Examples of edu.stanford.nlp.semgraph.semgrex.SemgrexPattern

Package edu.stanford.nlp.semgraph.semgrex

Examples of edu.stanford.nlp.semgraph.semgrex.SemgrexPattern

edu.stanford.nlp.semgraph.semgrex.SemgrexPattern

A SemgrexPattern is a tgrep-type pattern for matching node configurations in one of the SemanticGraph structures. Unlike tgrep but like Unix grep, there is no pre-indexing of the data to be searched. Rather there is a linear scan through the graph where matches are sought.

SemgrexPattern instances can be matched against instances of the {@link IndexedWord} class.

A node is represented by a set of attributes and their values contained by curly braces: {attr1:value1;attr2:value2;...}. Therefore, {} represents any node in the graph. Attributes must be plain strings; values can be strings or regular expressions blocked off by "/". (I think regular expressions must match the whole attribute value; so that /NN/ matches "NN" only, while /NN.* / matches "NN", "NNS", "NNP", etc. --wcmac)

For example, {lemma:slice;tag:/VB.* /} represents any verb nodes with "slice" as their lemma.

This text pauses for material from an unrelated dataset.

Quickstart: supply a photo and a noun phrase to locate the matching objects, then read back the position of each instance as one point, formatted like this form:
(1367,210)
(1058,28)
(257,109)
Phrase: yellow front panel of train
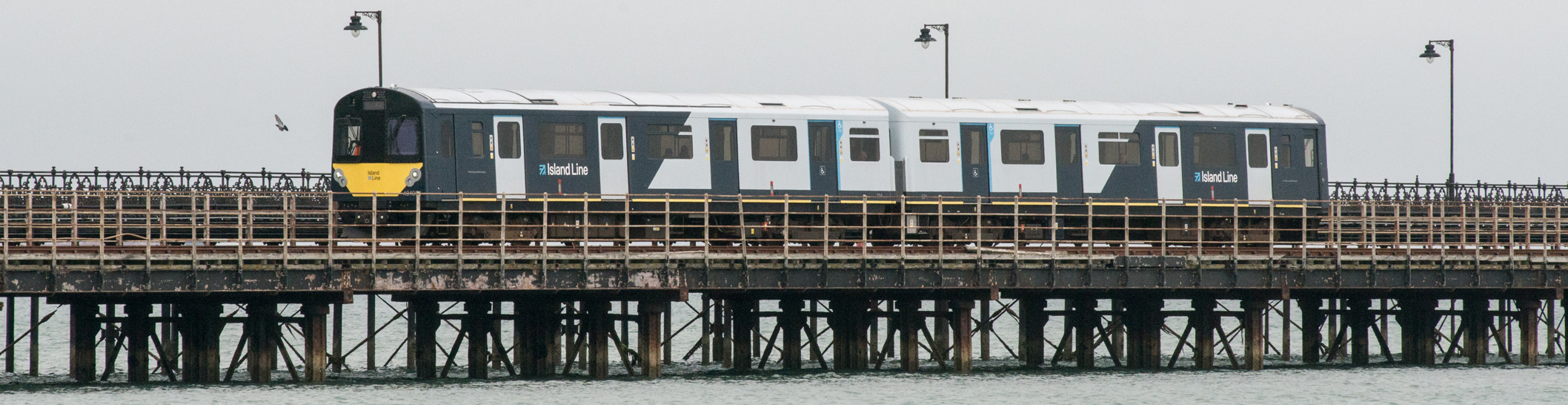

Attributes are extracted using edu.stanford.nlp.ling.AnnotationLookup.

The root of the graph can be marked by the $ sign, that is {$} represents the root node.

Relations are defined by a symbol representing the type of relationship and a string or regular expression representing the value of the relationship. A relationship string of % means any relationship. It is also OK simply to omit the relationship symbol altogether.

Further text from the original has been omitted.